As you could’ve guessed, the inside of a shadow is pitch-black and silent, but for Miranda and the hooded man it was natural. They were both Keeper’s of the Shadows after all.
“Miranda,” the hooded man called out mockingly.
He could hear her heartbeat, sense the tears that slid down her cheeks, feel her anguish. For a moment his conscience troubled him, he felt pity, but only for a moment.

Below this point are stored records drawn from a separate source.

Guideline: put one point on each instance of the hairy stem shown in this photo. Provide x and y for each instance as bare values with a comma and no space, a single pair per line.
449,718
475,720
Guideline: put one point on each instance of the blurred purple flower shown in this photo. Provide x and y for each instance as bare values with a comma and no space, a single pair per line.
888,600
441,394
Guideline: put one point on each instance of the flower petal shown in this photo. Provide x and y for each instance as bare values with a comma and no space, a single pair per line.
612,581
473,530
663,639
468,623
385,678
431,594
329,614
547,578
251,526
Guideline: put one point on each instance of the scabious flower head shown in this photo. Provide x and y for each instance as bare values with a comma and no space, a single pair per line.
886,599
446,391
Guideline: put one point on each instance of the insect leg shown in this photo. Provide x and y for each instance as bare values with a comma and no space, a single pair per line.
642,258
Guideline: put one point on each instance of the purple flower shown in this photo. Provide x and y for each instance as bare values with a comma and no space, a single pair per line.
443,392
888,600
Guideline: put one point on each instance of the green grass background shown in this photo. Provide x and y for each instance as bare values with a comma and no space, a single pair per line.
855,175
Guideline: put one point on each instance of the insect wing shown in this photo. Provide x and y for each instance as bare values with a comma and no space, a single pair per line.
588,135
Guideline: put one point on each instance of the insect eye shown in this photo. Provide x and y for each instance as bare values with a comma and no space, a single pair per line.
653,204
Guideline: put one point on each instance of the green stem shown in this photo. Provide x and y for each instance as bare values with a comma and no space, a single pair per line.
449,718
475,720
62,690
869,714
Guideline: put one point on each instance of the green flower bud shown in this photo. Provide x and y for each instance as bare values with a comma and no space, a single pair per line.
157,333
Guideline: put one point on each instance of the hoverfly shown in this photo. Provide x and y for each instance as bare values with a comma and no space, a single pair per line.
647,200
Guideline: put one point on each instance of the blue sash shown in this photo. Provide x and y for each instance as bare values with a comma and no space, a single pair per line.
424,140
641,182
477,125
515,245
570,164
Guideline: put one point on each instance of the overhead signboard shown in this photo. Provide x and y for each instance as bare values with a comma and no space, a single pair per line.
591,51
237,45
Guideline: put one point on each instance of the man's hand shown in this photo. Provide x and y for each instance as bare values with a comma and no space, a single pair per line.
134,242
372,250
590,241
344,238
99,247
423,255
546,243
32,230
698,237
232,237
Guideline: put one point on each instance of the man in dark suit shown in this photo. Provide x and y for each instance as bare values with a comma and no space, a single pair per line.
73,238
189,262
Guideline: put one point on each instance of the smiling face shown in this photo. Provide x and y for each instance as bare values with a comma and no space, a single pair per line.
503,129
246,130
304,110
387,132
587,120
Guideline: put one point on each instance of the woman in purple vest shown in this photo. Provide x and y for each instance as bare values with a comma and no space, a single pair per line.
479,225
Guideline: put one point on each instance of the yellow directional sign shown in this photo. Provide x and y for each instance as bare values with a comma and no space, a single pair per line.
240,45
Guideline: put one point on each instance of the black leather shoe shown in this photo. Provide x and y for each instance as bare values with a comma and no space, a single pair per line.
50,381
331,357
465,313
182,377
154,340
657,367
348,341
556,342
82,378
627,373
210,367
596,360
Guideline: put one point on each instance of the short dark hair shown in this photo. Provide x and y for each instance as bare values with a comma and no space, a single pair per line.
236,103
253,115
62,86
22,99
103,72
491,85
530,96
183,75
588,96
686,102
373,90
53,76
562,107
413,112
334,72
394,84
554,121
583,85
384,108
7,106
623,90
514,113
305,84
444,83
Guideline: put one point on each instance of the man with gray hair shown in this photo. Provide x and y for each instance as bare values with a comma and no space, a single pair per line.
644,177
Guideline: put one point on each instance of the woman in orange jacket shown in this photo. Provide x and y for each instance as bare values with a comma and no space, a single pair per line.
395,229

He found her curled up on the floor, holding her child tight. He summoned a small blue fire to come to him and examined her. She was as beautiful as he remembered her. Her long, raven-black hair tied back in a ponytail, her fair and divine face, her twinkling amber eyes pouring tears. She had been crying the last time he saw her, it was a sort of curse he had; people feared and hated him. Who could he blame? He was evil and cruel. But he loved Miranda; that was the only thing keeping him from taking the child by force.
“Miranda,” he spoke in the softest voice he could. “I’ve come to save you and the child. Give him to me.”
“Why are you doing this?” Miranda cried out. “Why”?
“I’m saving your life! Now give me the child!” The man’s voice echoed off into the darkness. He could tolerate her disobedience no longer. Swiftly, he snatched the child from her and disappeared.
It was days until Miranda finally came out of the shadows. Jack insisted that they search for their son together, but she refused again and again. The torture of her loss was too much for her to bear. She lay in bed for days refusing to speak, or eat, or sleep. Jack went to search for their son alone and did not return for weeks. When he did return, Miranda was gone. The servants of the house knew almost nothing, except that on the day she disappeared the sun was blocked out by a great shadow, and the cry of a child rung throughout the hills.